Review – Swamp Dogg’s “Blackgrass: From West Virginia to 125th St.”


#520 (Bluegrass) on the Country DDS

Yes, yes, and yes. Finally we have a Swamp Dogg album that fits in the country music world. It’s bluegrass. It’s “blackgrass” if you will. And it’s also decidedly a Swamp Dogg album, which means it’s all served with ample offbeat weirdness and unexpected turns that make the Swamp Dogg experience so undomesticated and entertaining.

For many years now, those who’ve known about the wild world of Swamp Dogg beyond his iconically weird album covers have known that a country or roots record was inside of him just waiting to come out. Originally from Portsmouth, Virginia, the cult R&B legend famously wrote Johnny Paycheck’s “She’s All I Got,” which hit #2 on the charts and became Paycheck’s big breakout hit.

In 2020, Swamp Dogg released the album Sorry You Couldn’t Make It that was recorded at the Sound Emporium in Nashville and touted as his big “country album.” But it wasn’t really that at all. Except for fiddle on one track and some slide guitar here and there, it was basically just another Swamp Dogg album, which wasn’t necessarily bad (except the terrible drum loops), but it was more of a marketing scheme to call it “country.”

But this is a no joke bluegrass album. If you’re going to make an actual bluegrass album, you need actual bluegrass musicians, and that exactly who Swamp Dogg employed.
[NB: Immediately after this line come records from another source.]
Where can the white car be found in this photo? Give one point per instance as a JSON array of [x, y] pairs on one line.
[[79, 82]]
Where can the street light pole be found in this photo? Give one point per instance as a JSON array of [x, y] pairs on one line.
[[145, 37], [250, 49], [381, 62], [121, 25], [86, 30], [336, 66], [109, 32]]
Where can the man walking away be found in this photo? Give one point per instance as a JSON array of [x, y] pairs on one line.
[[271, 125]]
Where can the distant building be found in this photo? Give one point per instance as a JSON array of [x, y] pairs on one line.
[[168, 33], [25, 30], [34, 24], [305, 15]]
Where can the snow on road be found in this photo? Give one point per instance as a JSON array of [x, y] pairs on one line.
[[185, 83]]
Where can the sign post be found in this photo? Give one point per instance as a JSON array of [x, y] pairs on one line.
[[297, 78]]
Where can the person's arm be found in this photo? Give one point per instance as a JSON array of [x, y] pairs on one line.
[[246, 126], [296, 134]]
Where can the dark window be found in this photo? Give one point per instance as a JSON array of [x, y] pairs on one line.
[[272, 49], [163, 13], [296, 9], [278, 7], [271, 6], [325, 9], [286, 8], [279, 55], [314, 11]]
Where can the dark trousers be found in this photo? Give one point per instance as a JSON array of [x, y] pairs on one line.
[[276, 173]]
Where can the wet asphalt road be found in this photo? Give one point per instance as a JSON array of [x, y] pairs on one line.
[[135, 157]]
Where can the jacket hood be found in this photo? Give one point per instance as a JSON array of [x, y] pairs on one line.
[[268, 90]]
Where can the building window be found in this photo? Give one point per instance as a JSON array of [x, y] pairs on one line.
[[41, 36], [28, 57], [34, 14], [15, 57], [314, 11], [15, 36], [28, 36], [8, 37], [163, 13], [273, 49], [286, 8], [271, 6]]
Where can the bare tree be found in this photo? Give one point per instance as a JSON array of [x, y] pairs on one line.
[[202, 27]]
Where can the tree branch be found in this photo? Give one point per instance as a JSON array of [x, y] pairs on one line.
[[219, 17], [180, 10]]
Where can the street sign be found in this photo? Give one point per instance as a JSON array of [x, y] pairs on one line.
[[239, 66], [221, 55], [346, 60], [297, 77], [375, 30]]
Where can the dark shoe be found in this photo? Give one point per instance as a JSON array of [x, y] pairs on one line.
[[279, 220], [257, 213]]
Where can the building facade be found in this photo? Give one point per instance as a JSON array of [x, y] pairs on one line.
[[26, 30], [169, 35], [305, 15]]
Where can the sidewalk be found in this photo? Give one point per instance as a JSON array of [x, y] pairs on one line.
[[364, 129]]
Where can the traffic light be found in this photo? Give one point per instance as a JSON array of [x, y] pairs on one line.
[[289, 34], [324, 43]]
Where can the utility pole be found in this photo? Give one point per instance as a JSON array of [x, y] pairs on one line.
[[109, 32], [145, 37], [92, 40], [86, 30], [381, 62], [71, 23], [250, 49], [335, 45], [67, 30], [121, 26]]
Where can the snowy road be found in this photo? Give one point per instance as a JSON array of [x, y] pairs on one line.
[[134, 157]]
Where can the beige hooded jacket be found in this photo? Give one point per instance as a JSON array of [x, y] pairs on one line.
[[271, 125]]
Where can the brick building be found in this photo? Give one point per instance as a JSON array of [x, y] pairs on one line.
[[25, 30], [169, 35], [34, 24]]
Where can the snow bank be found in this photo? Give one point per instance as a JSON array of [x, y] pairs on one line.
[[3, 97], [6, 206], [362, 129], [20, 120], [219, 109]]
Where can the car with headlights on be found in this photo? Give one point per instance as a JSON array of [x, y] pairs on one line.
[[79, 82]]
Titans of the subgenre such as Noam Pikelny, Sierra Hull, and Jerry Douglas contributed to Blackgrass, as did country greats with bluegrass chops such as Chris Scruggs, Billy Contreras, and “Cousin” Kenny Vaughan.

It’s also not just electric Swamp Dogg songs done acoustic style like Willie Nelson’s bluegrass album from last year turned out to be. When you hear the opening song “Mess Under That Dress,” you know immediately this is bluegrass, and that it’s also Swamp Dogg from the unabashed humor. The majority of the album’s 12 tracks are straight up bluegrass, and even genre purists would not quibble with that assessment.

There are some curve balls thrown in here too, which you expect from a Swamp Dogg record. “Gotta Have My Baby Back” originally by Floyd Tillman gives off a sort of ’40s country jazz vibe, as does Swamp Dogg’s ode to the relationship hall pass, “Have A Good Time.” They’re like something Willie Nelson would record retroactively. “Count The Days” with guest singer Jenny Lewis sounds more like an R&B-based Swamp Dogg song with bluegrass instrumentation, but this is what makes it “blackgrass.”


But when you get to “Your Best Friend” with Jerry Douglas going crazy on the dobro, it sounds no different than most any contemporary bluegrass off the shelf … until Swamp Dogg shows up to put his signature stamp on it. The song “Rise Up” is a straight bluegrass cooker until Living Colour guitarist Vernon Reid comes in and lays some crunchy, overdriven electric guitar straight from “Cult of Personality” on top of it all.

Swamp Dogg once stated, “If you strip my tracks, take away all the horns and guitar licks, what you have is a country song.” If you’ve listened to some of his music, you would probably agree. This is perfectly illustrated by his song “To The Other Woman” sung here by Margo Price, and originally recorded by Doris Duke.

Even though Swamp Dogg relinquishes lead singer duties on a couple of these tracks, his voice sounds outright angelic for 81. It’s almost astounding, especially when you consider the hard living Swamp Dogg has probably done over the years in the process of writing some of his songs. And the writing here is consistently top notch as well, including the injections of hilarity signature to Swamp Dogg. Sure, he pulled some material from his back catalog, but the treatments are all new, and in a bluegrass/acoustic country style.

And even though this is Swamp Dogg’s bluegrass album officially, there are definitely some moments that feel just as much country, like with the final song, the foreboding and dark “Murder Ballad.” Perhaps it’s fair to consider Blackgrass Swamg Dogg’s country album too, for now. But after hearing the results of Blackgrass, you hope he does something similar with electric country instrumentation in the future.

As a country fan, you might feel a little frustrated when you hear that someone from outside the genre is making a country or bluegrass album, either because it feels disingenuous, or when you actually listen, there’s little or no country or bluegrass to be found, just the “essence” of these genres.

But here, Swamp Dogg delivers. And in tracks like “Songs To Sing” and “Murder Ballad,” he puts his experience as a Black man in America into making Blackgrass something unique to Swamp Dogg, reverent to the bluegrass discipline, but just irreverent enough to keep it fun.